On information. Blooming like a flower.

Remember the campaign in the 80s? “This is your brain on drugs.” For some reason, that’s where my mind went when I first saw this graphic.

I recently had to make a rather drastic move when Evernote tried to increase my annual fee beyond what I was willing to pay. With eleven years of notes, totaling in the thousands, it was time to move out. Luckily, I could shift my schedule around and make the time.

It turned into an explore and discovery mission: what had I been thinking about for all of those years? What interested me? What did I consider important enough to squirrel away, in the hope that I could forever hold the ideas and images these notes contained?

As the project progressed, I started to wonder if what I was finding explained at least some of my general overwhelm with myself. It seems I’m way too interested in way too much! Curiosity doesn’t quite cover it and, even if I store these things, at what point would I ever be able to go back to them?!

Enter Obsidian

Even if I could see the insanity of my hoard as I managed to cull it down to just over 1,000 notes, I still had to find a new home for what remained. And, if I ever hoped to find a stored note when I need it most, the tool had to offer a useful search and discover function.

I’m offering the link to Obsidian’s website, but nothing more. I don’t want to write a software review—there’s already plenty of them out there. My only advice: do your due diligence. Read reviews from multiple sources, watch YouTube videos, and ask yourself what you really need and want.

After researching alternatives, Obsidian was the one for me. It’s not quite as easy to learn, but the tool itself is pretty extraordinary. Here’s the part that blew my mind and prompted me to write this post:

Each point in that graphic is a tag. In plain English: a topic or idea that I tagged onto a note to make it easier to search and find. The tags are interconnected—a note can contain multiple ideas or topics—and they also share folders, which are collections of topics and ideas in bigger bunches.

The first time I clicked on the ‘Graph’ icon in Obsidian, it wouldn’t be over-dramatic to say I was astounded. There was my mind, full of countless interests and curiosities, blooming before me in all their complexity. (You can use the controls to fast-forward. The bloom takes a while!)

This just might be an iconic image depicting one small slice of a mind that’s lived a few decades in an information-overload culture. Is it any wonder we start to forget things? How much can one mind process?

Now What?

It’s a question I’ve been asking lately. With so much of my life already lived, and the hope that there’s still more to come, I may have stumbled across one way to narrow down the field and find a bit of focus.

Each of those tiny points is something I’ve read about and pondered over the last eleven years, and stored because I thought it was worth saving. Some points look more significant than others.

Do I choose one or many to pursue further? Is there a limit, or is there a way to combine them somehow, to link them like the graph and make them bloom in new and unique ways?

Why I’m sharing

If you’ve read this far and you’re anything like me—perpetually curious and mentally overwhelmed—you’ve likely hoarded information too.
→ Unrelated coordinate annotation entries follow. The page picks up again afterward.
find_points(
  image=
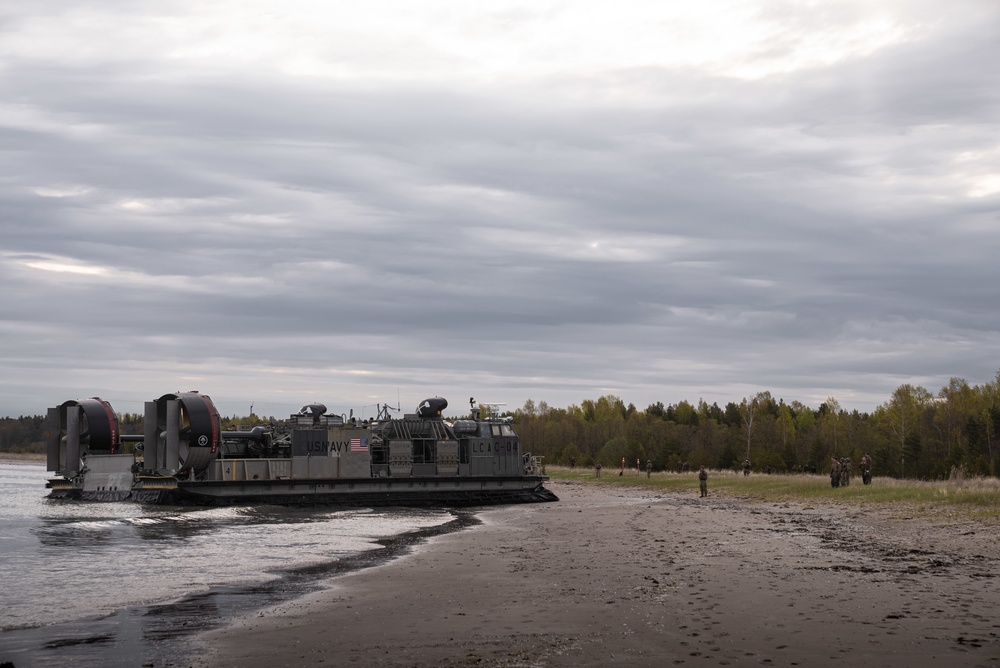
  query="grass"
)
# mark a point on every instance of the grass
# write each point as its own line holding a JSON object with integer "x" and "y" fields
{"x": 976, "y": 498}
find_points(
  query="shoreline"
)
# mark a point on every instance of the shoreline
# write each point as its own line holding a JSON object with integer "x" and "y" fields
{"x": 162, "y": 633}
{"x": 637, "y": 577}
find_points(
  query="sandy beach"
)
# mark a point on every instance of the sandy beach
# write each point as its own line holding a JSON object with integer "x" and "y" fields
{"x": 618, "y": 576}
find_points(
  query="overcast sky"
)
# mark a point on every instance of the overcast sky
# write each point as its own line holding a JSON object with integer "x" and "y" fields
{"x": 283, "y": 202}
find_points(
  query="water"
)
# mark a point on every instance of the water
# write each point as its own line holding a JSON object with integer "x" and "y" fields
{"x": 66, "y": 565}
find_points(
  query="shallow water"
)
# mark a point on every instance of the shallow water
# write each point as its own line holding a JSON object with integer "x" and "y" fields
{"x": 65, "y": 564}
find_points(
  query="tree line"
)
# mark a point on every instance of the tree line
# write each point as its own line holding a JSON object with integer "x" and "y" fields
{"x": 914, "y": 434}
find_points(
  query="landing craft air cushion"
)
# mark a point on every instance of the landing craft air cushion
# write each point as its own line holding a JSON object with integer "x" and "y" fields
{"x": 185, "y": 458}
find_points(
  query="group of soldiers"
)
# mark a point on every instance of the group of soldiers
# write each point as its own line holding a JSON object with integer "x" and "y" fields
{"x": 840, "y": 471}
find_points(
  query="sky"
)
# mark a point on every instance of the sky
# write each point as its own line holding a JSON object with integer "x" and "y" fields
{"x": 363, "y": 203}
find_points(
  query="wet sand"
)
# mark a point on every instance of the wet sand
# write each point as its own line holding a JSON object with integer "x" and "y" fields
{"x": 629, "y": 577}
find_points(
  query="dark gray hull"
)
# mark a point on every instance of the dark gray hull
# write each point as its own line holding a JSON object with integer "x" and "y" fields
{"x": 412, "y": 492}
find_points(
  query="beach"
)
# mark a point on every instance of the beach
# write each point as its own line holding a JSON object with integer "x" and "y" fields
{"x": 624, "y": 576}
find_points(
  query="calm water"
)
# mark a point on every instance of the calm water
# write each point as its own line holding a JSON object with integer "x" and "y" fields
{"x": 61, "y": 562}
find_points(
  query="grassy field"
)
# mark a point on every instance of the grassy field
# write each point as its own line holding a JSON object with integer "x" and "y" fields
{"x": 978, "y": 498}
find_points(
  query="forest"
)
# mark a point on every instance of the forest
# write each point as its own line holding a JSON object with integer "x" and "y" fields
{"x": 914, "y": 434}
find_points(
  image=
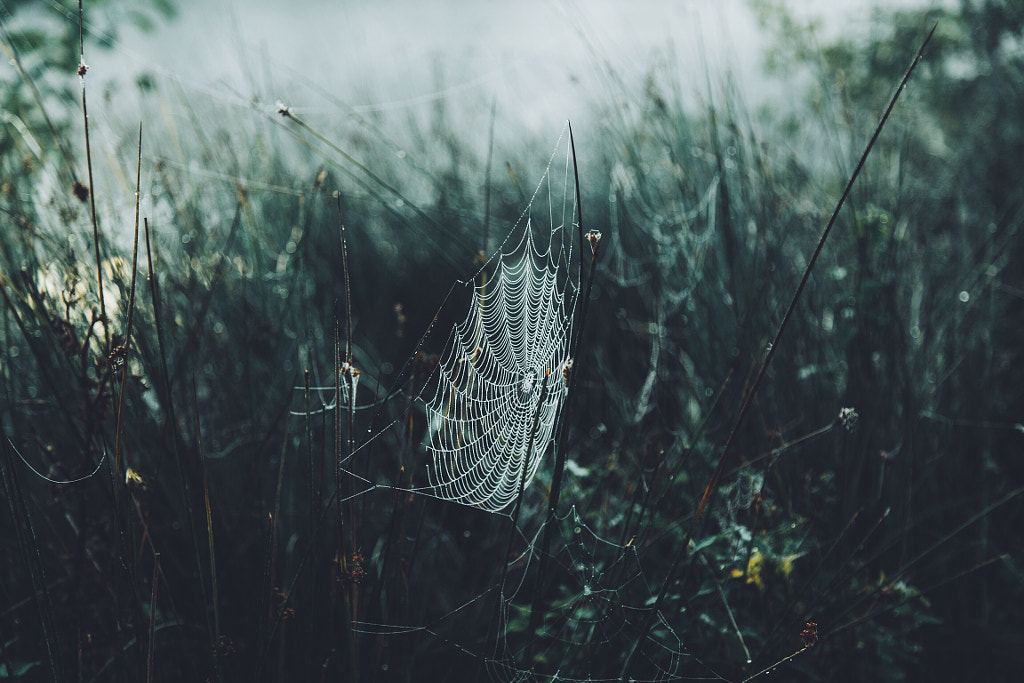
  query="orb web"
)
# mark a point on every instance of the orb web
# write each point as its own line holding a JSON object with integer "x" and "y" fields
{"x": 513, "y": 340}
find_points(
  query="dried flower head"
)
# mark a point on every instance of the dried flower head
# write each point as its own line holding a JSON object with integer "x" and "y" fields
{"x": 809, "y": 634}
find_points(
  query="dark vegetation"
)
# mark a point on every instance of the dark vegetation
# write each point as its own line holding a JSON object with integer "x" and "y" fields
{"x": 207, "y": 537}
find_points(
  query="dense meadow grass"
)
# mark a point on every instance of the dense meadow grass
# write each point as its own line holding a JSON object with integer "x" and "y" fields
{"x": 198, "y": 485}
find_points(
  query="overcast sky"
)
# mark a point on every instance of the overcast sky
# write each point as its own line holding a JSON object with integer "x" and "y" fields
{"x": 540, "y": 59}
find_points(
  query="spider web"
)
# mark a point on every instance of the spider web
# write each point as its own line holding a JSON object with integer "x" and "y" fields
{"x": 501, "y": 370}
{"x": 496, "y": 374}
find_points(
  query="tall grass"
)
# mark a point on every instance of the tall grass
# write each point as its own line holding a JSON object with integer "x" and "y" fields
{"x": 199, "y": 488}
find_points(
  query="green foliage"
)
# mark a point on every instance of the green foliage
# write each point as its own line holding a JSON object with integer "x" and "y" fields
{"x": 229, "y": 532}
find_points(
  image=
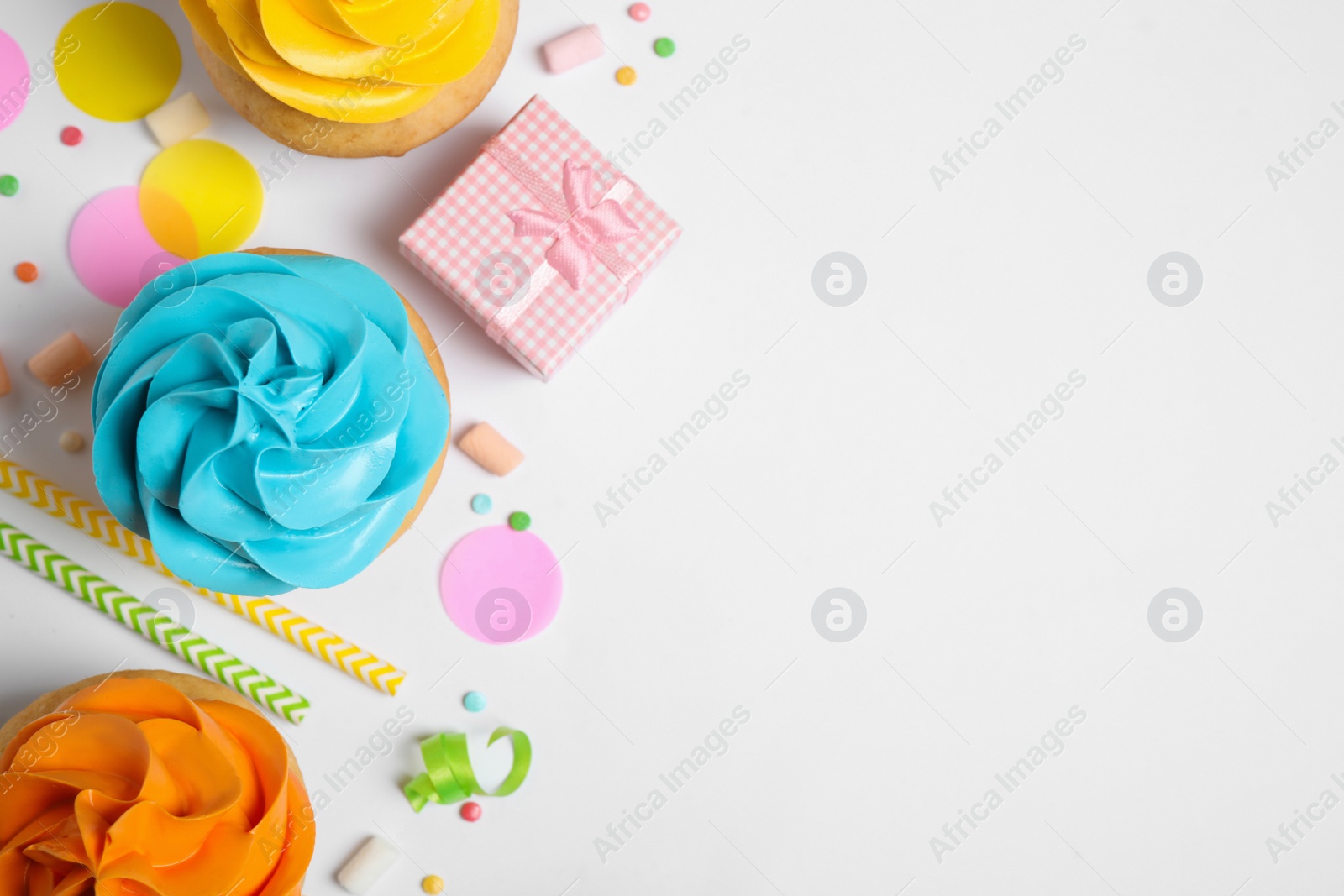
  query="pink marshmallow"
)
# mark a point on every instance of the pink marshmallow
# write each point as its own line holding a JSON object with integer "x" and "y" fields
{"x": 573, "y": 49}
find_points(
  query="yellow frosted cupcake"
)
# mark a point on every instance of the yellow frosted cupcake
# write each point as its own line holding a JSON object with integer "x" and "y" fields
{"x": 354, "y": 76}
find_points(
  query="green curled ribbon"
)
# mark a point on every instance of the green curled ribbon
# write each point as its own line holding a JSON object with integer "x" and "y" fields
{"x": 448, "y": 775}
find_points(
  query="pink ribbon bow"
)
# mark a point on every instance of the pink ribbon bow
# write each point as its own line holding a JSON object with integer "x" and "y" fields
{"x": 577, "y": 234}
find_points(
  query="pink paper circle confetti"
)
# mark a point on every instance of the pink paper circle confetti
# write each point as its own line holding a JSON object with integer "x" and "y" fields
{"x": 111, "y": 249}
{"x": 15, "y": 81}
{"x": 501, "y": 586}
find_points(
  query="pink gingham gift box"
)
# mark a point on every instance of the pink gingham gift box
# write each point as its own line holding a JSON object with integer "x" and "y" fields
{"x": 541, "y": 238}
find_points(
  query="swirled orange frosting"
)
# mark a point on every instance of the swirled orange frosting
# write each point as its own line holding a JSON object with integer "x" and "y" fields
{"x": 356, "y": 60}
{"x": 132, "y": 789}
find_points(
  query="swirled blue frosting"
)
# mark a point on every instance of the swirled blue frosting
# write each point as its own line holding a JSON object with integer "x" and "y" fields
{"x": 266, "y": 421}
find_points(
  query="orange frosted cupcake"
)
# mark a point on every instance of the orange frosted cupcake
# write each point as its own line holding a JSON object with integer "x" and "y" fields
{"x": 354, "y": 76}
{"x": 150, "y": 783}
Obsidian may be worth a try.

At this age, I have a lot of friends who are also trying to sort through what they’ve hoarded, to downsize, simplify, or minimize. Much of it is material, though some could be digital. Many of us are generally overwhelmed by it all.

Watching that ‘bloom’ gave me new insight in that regard. What if, instead of being intent on clearing it all out, we take a step back and appreciate all that we’ve learned, experienced, and accumulated along the way.

True, we have some cleaning up to do, but there’s also untold stories to discover and share … and wisdom quietly brewing.